[PATCH] D135930: [X86] Add AVX-NE-CONVERT instructions.
Phoebe Wang via Phabricator via cfe-commits
cfe-commits at lists.llvm.org
Sat Oct 29 07:02:05 PDT 2022
pengfei added inline comments.
================
Comment at: clang/include/clang/Driver/Options.td:4595-4596
def mno_avxvnniint8 : Flag<["-"], "mno-avxvnniint8">, Group<m_x86_Features_Group>;
+def mavxneconvert : Flag<["-"], "mavxneconvert">, Group<m_x86_Features_Group>;
+def mno_avxneconvert : Flag<["-"], "mno-avxneconvert">, Group<m_x86_Features_Group>;
def mavxvnni : Flag<["-"], "mavxvnni">, Group<m_x86_Features_Group>;
----------------
Need to move it before `mavxvnniint8 `.
================
Comment at: clang/lib/Basic/Targets/X86.cpp:1033
.Case("avxvnniint8", HasAVXVNNIINT8)
+ .Case("avxneconvert", HasAVXNECONVERT)
.Case("bmi", HasBMI)
----------------
Move it ahead.
================
Comment at: clang/lib/Headers/avx512vlbf16intrin.h:164
+#define _mm_cvtneps_pbh(A) \
+ ((__m128bh)__builtin_ia32_vcvtneps2bf16128((__v4sf)(A)))
----------------
pengfei wrote:
> RKSimon wrote:
> > Is there no way for __attribute__ to allow different attribute permutations?
> >
> > Also, can we keep the __builtin_ia32_cvtneps2bf16_128 naming convention?
> > Is there no way for attribute to allow different attribute permutations?
>
> We have discussed this problem with GCC folks.
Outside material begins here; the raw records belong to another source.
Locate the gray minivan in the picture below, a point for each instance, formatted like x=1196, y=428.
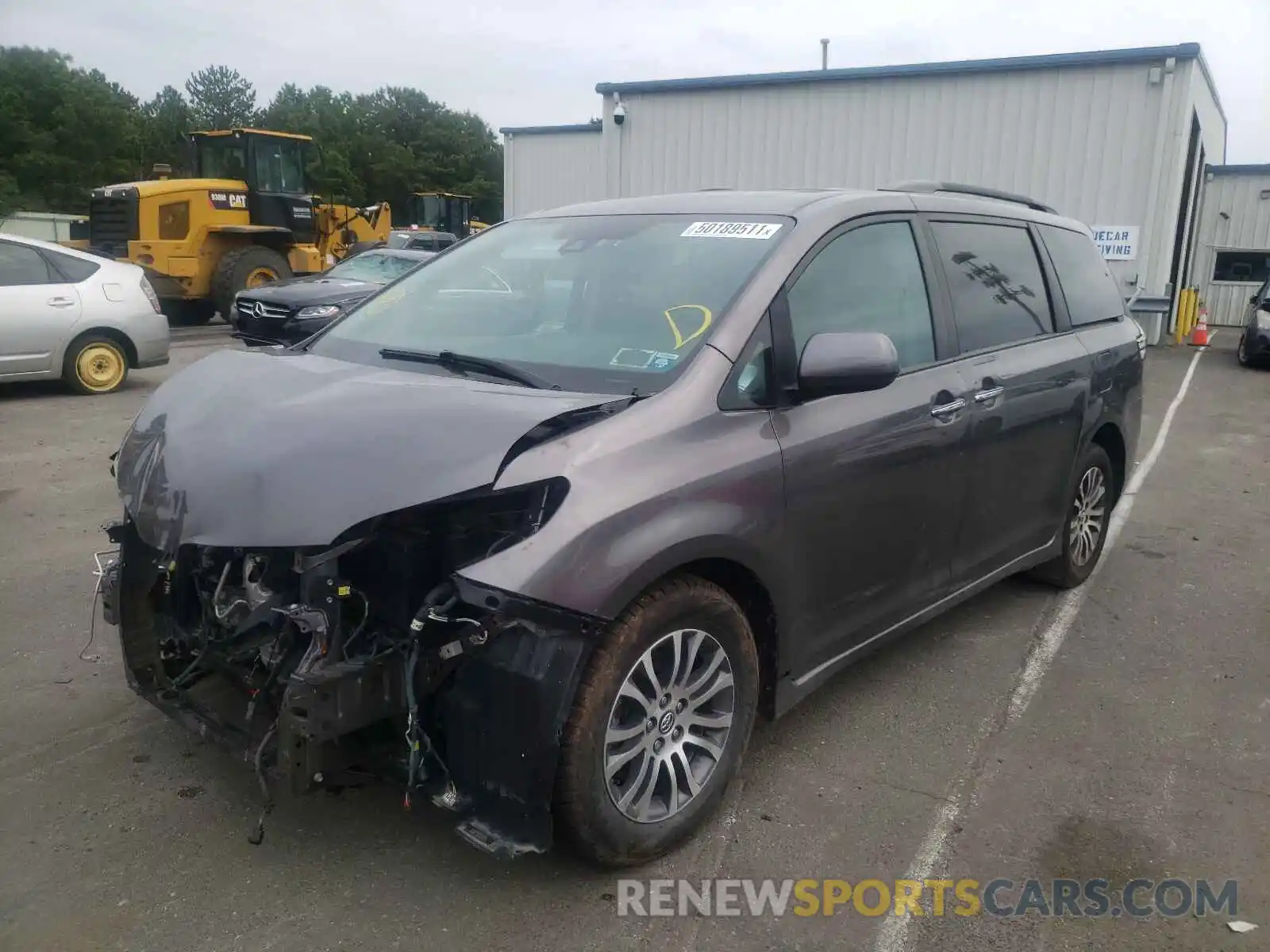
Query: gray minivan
x=545, y=524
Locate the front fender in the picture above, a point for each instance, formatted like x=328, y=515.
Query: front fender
x=606, y=566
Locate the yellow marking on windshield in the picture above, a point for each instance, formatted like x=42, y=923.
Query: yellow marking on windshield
x=679, y=340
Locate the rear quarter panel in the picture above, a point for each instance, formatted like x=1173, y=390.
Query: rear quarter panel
x=1115, y=393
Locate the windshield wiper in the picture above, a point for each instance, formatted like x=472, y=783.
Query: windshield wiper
x=468, y=362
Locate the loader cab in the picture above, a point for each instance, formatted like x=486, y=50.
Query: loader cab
x=273, y=171
x=440, y=211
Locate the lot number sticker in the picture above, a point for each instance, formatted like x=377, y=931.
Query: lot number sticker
x=732, y=228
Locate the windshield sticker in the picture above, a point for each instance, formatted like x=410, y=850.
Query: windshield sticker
x=695, y=311
x=633, y=359
x=760, y=230
x=638, y=359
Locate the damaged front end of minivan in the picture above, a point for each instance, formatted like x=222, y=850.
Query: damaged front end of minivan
x=365, y=655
There are two problems here:
> 1. Unlike builtins, function attributes are more generic. It may introduce a lot of checks between callers and callees. I had a research to limit it to `__always_inline__` functions only. However, Clang handles inlining in middle-end, we don't have such information in the front-end. Besides, we don't know how to merge different permutations if they are inlining to the same function.
> 2. We don't know how to put the permutations into IR's function attributes. We need to preserve all permutations for inlining reference, but the backend needs a determine feature list rather than selective.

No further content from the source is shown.